1.4 Conceptual Framework
The theory that supports this study is the theory of institutional corruption developed by Dennis (1995). This will be the preferred theory for this study out of the theories discussed. It is developed to explain a phenomenon that he believed the congressional ethics, rules, failed to address. He posited that corruption is not merely of individual wrong doing but of the influence of several general systemic features of the legislative process.
It views corruption as distinctively integral to an institution in three ways. First, it is equivocal: The corruption benefits the institution while undermining it. Corruption exploits legitimate institutional practices that provide benefits that even an in-corrupt institution needs, and for which alternatives must be found if the institution is to function well.
Secondly, institutional corruption is impersonal. The individual agents of corruption act in institutional capacity and do not have the corrupt motives that characterize an agreement between two or more parties which there is a reciprocal exchange of goods or services.

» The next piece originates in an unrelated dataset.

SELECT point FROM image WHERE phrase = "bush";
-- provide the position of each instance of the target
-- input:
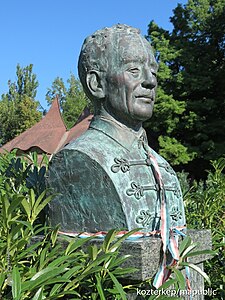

Thirdly, the corruption is generalizable. it is found not only in government, but in many other kinds of contexts such as industries, tertiary institutions, hospitals and banks among other.
This paradigm shift to institutional corruption revives the spirit of traditional concept of corruption, which shifts attention from individuals to a property of institutions.
An institution that is corrupted exerts extraneous influences that distort its decision-making process and thereby impair its capacity to function in line with its fundamental values. However, the interpretation of this general concept form the institution’s conception.